The Arnheiter affair by Neil Sheehan | LibraryThing:
In 1966 Commander Arnheiter was removed from his command of the Vance a radar picket ship, then off the coast of Vietnam. In a scandal that consumed more attention than had the sinking of the Thresher just three years earlier, Vance charged the Navy with a conspiracy that included charges of false rumors and innuendo from his junior officers. He insisted what had happened was nothing less than a mutiny.
Arnheiter was a forty-two-year-old graduate of the Naval Academy (not a good student, he was particularly weak in engineering.) He commanded the Vance for a brief ninety-nine days. The controversy raised issues of subordinate loyalty, the role of a commander at sea and the integrity of the Navy itself.
The captain of a ship, no matter the size, has unequaled power and how that power is demonstrated and used determines the success of the mission and the running of the vessel. Generally, that sense of omnipotence and the loneliness of command can often exaggerate personality characteristics. Arnheiter was very weak at ship handling, mechanics, and management but strong at PR and spit-and-polish. Unfortunately engineering, especially in an old ship like the Vance with its two archaic diesels, required more engineering than polish. The previous skipper and the engineering officer had an understanding of that important role and the Vance had developed a reputation for having a well-managed plant. So when Arnheiter completely tuned out the engineering officer during his first briefing, it was worrisome.
Once they arrived off Vietnam, the situation deteriorated with Arnheiter sending false position reports so he could wangle his way into attacking shore positions. Shades of the Gulf of Tonkin he invented fire on his ship, had used the crew's entertainment fund to buy a speedboat, and acted in a manner that had the crew wondering about his fitness if not sanity. What really got the ball rolling was the concern of Catholics on board who resented being forced to participate in religious activities each Sunday that clearly had a Protestant flavor and was against Navy regulations.

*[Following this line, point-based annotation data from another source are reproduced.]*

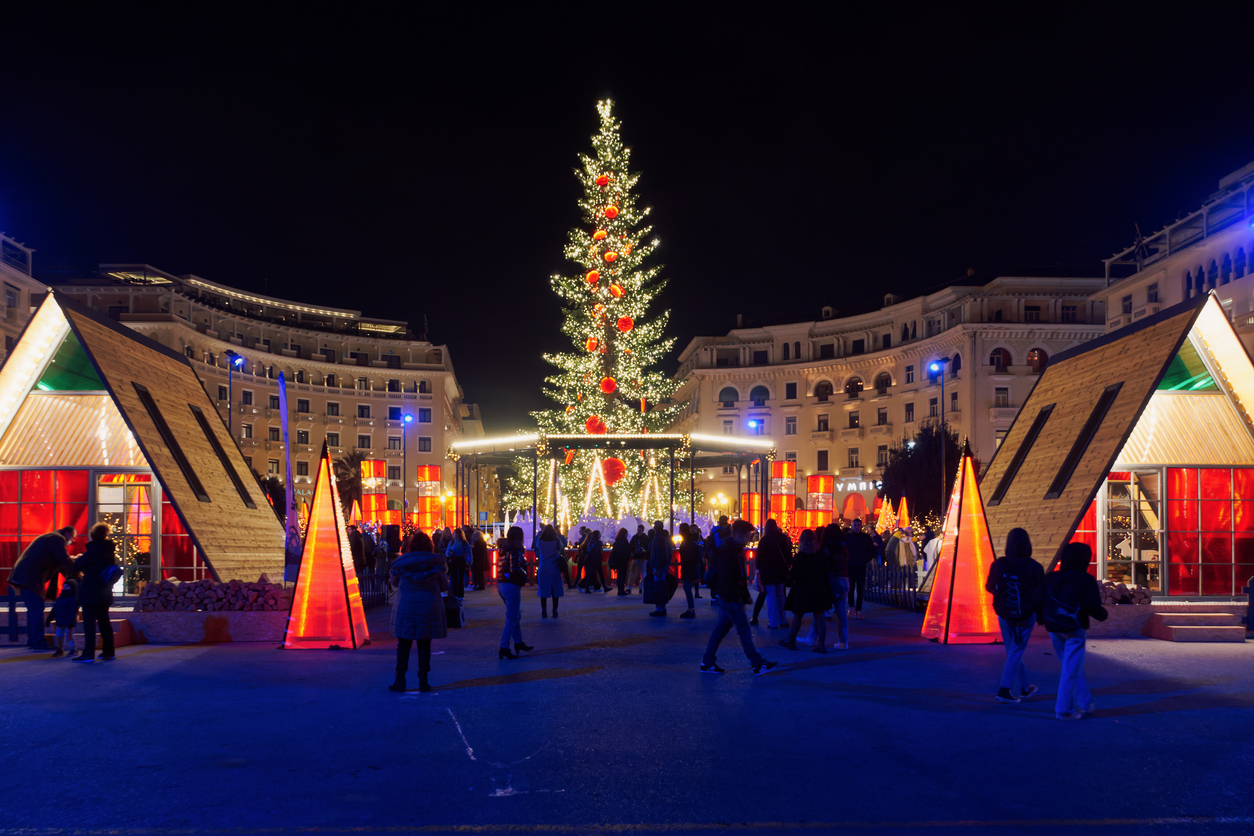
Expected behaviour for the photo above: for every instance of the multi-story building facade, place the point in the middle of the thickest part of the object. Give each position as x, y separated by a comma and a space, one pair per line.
835, 394
351, 380
1211, 248
21, 293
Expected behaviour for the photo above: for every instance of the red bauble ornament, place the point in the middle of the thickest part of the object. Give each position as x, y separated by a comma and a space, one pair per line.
613, 470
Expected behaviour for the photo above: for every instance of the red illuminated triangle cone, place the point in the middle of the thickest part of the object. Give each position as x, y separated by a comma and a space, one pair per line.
959, 611
326, 607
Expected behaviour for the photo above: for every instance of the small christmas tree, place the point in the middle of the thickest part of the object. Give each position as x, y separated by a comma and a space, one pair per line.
610, 382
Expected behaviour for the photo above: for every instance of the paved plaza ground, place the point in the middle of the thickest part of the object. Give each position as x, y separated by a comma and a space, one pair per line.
610, 727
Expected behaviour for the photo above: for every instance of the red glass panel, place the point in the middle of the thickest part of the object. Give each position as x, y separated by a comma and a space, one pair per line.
1181, 515
35, 519
1183, 579
1217, 548
1217, 579
1243, 483
72, 485
36, 485
1215, 483
9, 481
1181, 483
1181, 548
1217, 517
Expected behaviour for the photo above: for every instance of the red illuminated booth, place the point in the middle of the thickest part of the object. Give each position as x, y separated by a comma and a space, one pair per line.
99, 424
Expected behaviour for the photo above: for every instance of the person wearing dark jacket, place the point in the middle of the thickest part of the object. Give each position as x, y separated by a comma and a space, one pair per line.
726, 578
774, 559
418, 613
38, 564
620, 559
95, 595
1013, 580
1065, 603
860, 549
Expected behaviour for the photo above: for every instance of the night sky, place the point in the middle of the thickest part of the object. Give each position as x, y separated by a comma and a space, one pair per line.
413, 166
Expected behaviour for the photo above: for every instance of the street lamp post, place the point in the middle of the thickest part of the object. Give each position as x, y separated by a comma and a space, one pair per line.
939, 366
232, 361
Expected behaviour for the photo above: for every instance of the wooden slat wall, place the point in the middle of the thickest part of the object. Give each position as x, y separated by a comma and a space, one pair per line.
1074, 386
238, 543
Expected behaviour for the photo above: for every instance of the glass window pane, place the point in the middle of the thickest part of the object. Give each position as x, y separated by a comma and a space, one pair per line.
1215, 483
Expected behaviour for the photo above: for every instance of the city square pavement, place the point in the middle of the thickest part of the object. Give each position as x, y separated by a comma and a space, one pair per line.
610, 727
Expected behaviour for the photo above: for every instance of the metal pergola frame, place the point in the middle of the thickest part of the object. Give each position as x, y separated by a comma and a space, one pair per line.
691, 450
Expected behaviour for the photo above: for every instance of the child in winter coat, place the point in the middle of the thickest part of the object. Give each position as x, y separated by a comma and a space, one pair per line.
65, 614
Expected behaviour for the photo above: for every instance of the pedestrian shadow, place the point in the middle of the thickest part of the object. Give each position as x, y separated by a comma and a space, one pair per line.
519, 677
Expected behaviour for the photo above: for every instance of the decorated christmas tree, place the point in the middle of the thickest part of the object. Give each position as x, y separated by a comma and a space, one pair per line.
610, 381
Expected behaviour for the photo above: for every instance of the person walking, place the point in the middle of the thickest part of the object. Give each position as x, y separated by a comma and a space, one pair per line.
511, 579
95, 592
621, 559
638, 558
811, 592
690, 567
1013, 580
418, 612
1065, 602
658, 565
774, 558
38, 564
726, 578
548, 570
860, 549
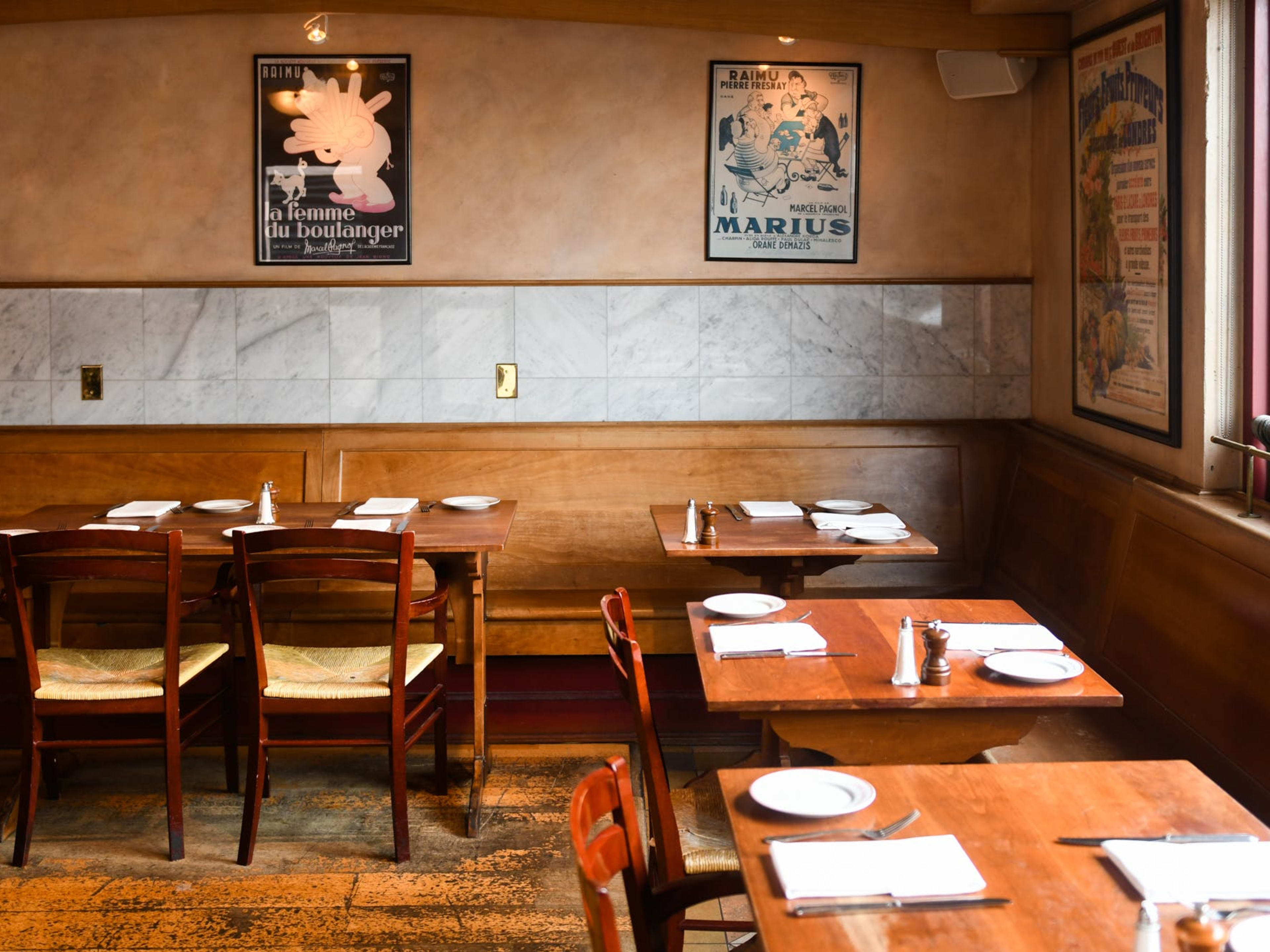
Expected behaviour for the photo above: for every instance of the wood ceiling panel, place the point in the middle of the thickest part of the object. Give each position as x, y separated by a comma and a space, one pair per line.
909, 23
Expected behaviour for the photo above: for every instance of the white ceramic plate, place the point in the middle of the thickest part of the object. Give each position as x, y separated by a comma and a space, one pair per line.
875, 535
1034, 667
470, 502
812, 793
229, 532
844, 506
223, 506
745, 605
1251, 936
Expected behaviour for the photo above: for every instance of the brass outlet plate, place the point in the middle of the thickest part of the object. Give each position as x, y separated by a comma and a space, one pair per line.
91, 381
505, 381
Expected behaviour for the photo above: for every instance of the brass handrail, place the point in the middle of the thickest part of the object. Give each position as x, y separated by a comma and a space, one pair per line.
1253, 455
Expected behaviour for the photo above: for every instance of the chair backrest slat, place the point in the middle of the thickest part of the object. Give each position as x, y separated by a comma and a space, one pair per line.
615, 850
629, 668
89, 555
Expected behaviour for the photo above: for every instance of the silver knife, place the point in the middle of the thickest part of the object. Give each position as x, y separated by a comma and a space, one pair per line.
735, 655
898, 905
1166, 838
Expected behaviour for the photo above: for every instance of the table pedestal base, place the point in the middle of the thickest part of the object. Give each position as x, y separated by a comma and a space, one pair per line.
912, 737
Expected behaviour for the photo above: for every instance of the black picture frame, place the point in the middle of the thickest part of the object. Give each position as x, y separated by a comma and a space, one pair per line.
822, 179
354, 218
1091, 367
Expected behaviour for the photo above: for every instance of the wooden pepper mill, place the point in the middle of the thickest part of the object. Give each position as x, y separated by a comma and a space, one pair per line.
937, 669
709, 534
1202, 931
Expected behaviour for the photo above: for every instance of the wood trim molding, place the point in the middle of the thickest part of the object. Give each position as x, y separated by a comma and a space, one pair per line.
928, 24
637, 282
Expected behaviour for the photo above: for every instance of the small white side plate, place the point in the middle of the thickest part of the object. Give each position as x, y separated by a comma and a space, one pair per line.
1251, 936
877, 536
229, 532
1034, 667
812, 793
470, 502
844, 506
223, 506
743, 605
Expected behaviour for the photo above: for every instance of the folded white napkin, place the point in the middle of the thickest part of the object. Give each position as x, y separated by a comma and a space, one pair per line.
144, 509
919, 866
874, 521
374, 525
387, 506
762, 511
770, 636
987, 636
1194, 873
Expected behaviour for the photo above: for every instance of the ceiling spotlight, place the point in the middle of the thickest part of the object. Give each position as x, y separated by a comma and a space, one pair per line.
316, 32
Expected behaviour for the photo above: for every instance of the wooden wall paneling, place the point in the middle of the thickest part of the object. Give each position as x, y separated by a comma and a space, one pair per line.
1188, 626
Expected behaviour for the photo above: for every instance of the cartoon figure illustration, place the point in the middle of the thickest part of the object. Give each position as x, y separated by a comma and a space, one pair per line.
340, 127
294, 186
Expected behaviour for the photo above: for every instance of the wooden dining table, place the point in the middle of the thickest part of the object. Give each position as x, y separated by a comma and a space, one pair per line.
452, 541
848, 706
782, 551
1008, 819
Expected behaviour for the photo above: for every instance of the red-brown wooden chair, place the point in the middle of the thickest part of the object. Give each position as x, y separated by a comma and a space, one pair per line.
689, 832
338, 682
100, 683
616, 850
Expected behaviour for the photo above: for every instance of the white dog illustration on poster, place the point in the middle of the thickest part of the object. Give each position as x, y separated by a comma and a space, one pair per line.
340, 127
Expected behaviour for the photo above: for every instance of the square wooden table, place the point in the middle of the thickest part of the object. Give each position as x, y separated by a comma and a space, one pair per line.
780, 551
455, 541
848, 706
1008, 818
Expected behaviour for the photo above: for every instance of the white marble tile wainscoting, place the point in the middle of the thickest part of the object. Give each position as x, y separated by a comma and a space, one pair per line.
427, 355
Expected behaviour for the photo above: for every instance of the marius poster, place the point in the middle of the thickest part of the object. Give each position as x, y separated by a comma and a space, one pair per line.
1126, 190
784, 163
333, 159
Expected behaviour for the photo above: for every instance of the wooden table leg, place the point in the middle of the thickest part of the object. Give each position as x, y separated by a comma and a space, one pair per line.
477, 565
907, 737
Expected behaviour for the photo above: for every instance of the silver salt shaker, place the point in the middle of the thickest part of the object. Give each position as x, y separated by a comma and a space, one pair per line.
906, 657
690, 524
269, 515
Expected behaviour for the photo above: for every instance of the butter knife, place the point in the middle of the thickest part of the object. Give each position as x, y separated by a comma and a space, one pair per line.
738, 655
1166, 838
898, 905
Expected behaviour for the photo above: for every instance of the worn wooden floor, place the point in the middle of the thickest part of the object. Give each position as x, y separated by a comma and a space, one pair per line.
323, 878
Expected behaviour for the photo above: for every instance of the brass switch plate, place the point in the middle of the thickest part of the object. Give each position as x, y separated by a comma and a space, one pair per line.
91, 381
505, 381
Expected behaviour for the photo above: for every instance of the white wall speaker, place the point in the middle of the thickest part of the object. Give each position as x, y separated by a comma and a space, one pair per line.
969, 74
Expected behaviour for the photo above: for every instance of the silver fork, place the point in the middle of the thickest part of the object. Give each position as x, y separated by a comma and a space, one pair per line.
761, 621
881, 833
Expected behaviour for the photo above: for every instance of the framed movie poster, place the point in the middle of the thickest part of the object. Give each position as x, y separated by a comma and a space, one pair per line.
784, 166
333, 159
1126, 216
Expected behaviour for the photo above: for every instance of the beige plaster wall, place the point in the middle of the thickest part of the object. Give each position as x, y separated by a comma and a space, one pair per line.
1052, 238
541, 151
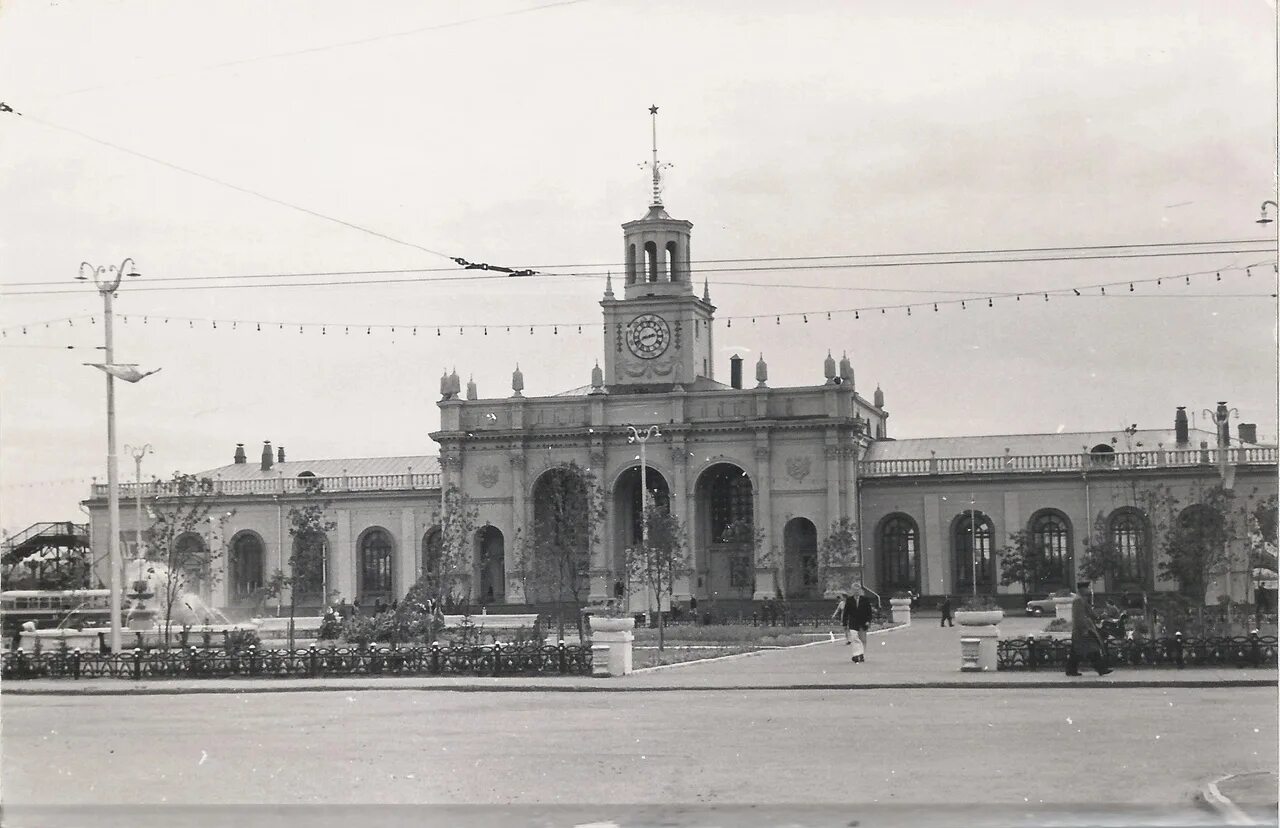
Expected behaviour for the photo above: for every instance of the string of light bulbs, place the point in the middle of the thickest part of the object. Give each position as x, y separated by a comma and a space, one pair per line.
1120, 289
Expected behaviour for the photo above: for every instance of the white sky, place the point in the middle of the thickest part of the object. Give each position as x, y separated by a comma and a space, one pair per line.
796, 129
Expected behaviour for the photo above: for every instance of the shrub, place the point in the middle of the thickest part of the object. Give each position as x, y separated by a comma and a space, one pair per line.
978, 603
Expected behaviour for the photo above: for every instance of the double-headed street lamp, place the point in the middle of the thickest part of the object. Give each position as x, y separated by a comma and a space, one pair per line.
106, 279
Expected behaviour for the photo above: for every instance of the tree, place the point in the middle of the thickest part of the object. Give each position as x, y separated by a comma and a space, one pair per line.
309, 527
568, 509
183, 540
1196, 543
1101, 559
447, 561
657, 563
744, 534
1022, 561
840, 548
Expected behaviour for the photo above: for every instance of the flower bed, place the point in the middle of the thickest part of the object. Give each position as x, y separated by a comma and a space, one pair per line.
1253, 650
526, 659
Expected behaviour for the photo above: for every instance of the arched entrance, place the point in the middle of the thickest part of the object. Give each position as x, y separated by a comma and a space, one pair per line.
492, 565
973, 553
375, 556
629, 525
247, 567
800, 554
899, 541
627, 512
557, 553
725, 531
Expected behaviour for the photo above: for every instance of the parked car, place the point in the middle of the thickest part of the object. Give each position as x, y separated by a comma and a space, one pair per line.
1041, 605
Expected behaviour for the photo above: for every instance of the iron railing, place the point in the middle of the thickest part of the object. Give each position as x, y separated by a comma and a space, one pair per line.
407, 481
1070, 462
512, 659
1251, 650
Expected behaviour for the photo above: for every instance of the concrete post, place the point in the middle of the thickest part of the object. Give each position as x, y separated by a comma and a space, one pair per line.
611, 645
978, 649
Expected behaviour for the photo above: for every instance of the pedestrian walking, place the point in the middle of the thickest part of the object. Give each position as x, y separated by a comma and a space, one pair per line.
858, 617
1086, 640
840, 614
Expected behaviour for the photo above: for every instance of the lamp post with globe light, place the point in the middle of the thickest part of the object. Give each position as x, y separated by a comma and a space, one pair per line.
138, 453
643, 438
106, 279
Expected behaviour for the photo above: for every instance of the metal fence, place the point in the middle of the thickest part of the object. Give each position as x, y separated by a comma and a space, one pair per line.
524, 659
1251, 650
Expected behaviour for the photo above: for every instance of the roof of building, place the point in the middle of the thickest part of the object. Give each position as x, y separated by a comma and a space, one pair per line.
1064, 443
700, 384
353, 466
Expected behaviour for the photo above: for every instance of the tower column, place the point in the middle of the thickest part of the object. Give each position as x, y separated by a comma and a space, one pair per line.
515, 573
766, 571
684, 582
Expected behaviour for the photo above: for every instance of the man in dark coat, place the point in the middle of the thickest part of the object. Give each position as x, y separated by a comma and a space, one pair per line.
858, 616
1086, 639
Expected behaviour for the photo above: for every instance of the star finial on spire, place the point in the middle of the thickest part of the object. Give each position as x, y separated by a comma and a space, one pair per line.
656, 165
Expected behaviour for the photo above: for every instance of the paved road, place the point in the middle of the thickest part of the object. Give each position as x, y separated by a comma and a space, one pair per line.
1015, 748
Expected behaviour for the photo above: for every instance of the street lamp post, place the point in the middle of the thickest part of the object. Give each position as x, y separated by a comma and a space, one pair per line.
973, 540
108, 280
643, 438
138, 453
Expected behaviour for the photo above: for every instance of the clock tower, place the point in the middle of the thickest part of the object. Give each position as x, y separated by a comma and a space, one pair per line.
659, 333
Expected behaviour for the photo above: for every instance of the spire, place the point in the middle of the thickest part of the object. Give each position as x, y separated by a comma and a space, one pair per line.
517, 382
656, 165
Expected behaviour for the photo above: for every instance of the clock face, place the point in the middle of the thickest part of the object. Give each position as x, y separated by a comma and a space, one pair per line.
648, 335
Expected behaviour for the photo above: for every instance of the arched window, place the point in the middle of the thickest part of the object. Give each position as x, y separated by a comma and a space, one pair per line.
973, 552
800, 558
309, 563
247, 566
433, 548
1128, 534
1051, 539
191, 556
728, 501
375, 565
899, 554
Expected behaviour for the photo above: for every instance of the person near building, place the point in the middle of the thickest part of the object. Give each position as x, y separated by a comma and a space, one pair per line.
858, 617
1086, 640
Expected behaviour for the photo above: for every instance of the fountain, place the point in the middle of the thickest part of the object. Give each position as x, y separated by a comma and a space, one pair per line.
144, 618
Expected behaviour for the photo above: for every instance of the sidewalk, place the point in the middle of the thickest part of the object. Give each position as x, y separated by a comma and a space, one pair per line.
918, 657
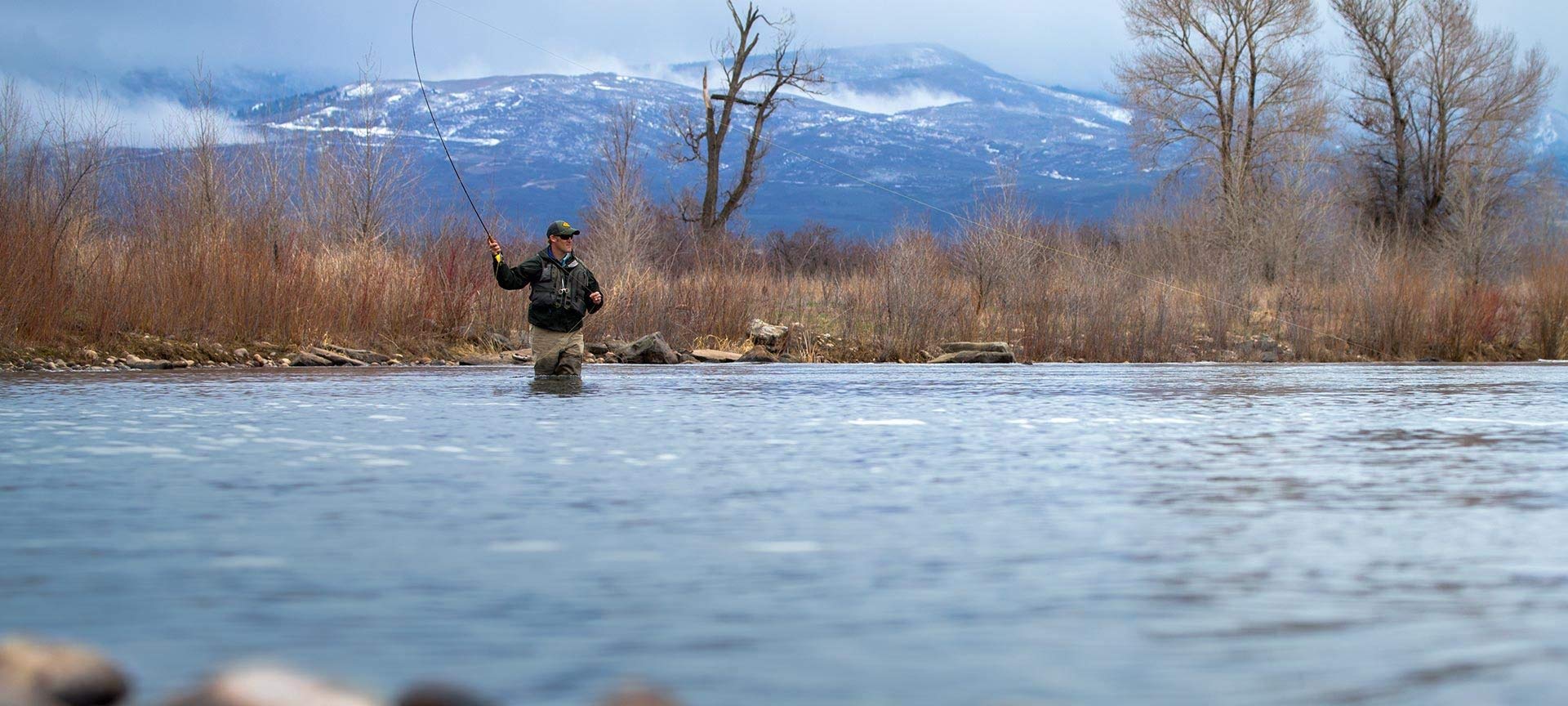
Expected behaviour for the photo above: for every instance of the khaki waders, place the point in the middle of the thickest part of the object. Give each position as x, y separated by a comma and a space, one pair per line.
557, 352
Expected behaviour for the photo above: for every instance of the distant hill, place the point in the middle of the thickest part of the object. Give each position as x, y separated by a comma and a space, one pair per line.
921, 119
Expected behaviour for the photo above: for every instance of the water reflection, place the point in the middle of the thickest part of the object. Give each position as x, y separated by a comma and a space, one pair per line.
557, 385
1201, 534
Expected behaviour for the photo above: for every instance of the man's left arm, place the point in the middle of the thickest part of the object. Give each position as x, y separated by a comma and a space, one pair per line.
595, 295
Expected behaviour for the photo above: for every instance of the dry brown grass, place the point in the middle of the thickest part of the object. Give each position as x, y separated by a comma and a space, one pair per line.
221, 245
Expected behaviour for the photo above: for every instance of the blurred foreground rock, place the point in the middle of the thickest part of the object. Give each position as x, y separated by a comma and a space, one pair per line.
640, 695
709, 355
270, 686
35, 673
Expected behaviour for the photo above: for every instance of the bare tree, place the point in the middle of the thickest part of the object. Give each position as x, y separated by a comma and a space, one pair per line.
368, 172
1383, 49
761, 90
1474, 104
1222, 85
1443, 104
620, 214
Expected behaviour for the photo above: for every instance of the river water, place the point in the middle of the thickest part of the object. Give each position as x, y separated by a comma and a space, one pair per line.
808, 534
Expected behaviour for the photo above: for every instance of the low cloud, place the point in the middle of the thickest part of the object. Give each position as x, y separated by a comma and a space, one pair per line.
126, 121
911, 98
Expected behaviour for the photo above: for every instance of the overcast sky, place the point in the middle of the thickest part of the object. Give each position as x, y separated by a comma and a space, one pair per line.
1051, 41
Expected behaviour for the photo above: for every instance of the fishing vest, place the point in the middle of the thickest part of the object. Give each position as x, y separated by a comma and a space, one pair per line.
559, 300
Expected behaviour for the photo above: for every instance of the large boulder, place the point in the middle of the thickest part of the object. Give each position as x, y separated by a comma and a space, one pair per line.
767, 334
63, 675
270, 686
709, 355
649, 349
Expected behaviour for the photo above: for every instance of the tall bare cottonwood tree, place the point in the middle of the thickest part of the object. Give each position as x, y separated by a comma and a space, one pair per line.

Arnheiter's case is fascinating. He pushed back very hard against his removal and was adept at manipulating the media (which didn't have a clue as to all the details -- even Sheehan admits he and his colleagues should have interviewed more than just Arnheiter for their initial stories,) the Navy brass and Congressmen.
Sheehan does not spare his own profession.
I and the other reporters who covered the Resnick hear¬ing that May of 1968 were equally guilty of perpetuating the fraud. None of us thought to telephone any of the men who had sailed under Amheiter. We were all too preoccupied with getting into print Arnheiter’s charges that Admiral Semmes was a liar and that his former subordinates were mutineers. Since the Navy had nothing to say, we settled for silence from the other side. I too, without a qualm, wrote stories citing Generous as “the alleged ringleader of the conspiracy . . .” The "alleged” did not make Generous’ guilt any less real to the readers. and The nation’s newspapers suffer from the same hardening of the arteries. The techniques of the government propagandist and the public relations man, which Arnheiter utilized so cleverly, long ago outraced a tired community of hemmed-in reporters, editors who ask the wrong questions and publishers who are more interested in profits than in the quality and accuracy of the information they print. The time-honored newspaper technique of scribbling a few details in a notebook, hustling them into something readable on a typewriter, casting the words into a column, and then rushing on to another story the next day, was appropriate to police-beat reporting in Chicago in the 1920’s. It is an anachronism today. Those of us in the trade know that the consequence of the cycle is the daily publication of falsehood and bias in favor of those who know best how to exploit its weakness. Systematic deception has become a sanctioned practice of government and industry, a reality of modern life that the established newspapers have, for the most part, found convenient to ignore. The question I might ask is whether things are better today than in 1970.
It's a very fast read and hard to put down. I loved Sheehan's other work, particularly A Bright and Shining Lie. Normally, I would have given this 5 stars, but it's clearly an early work and doesn't show the polished writing his later books do.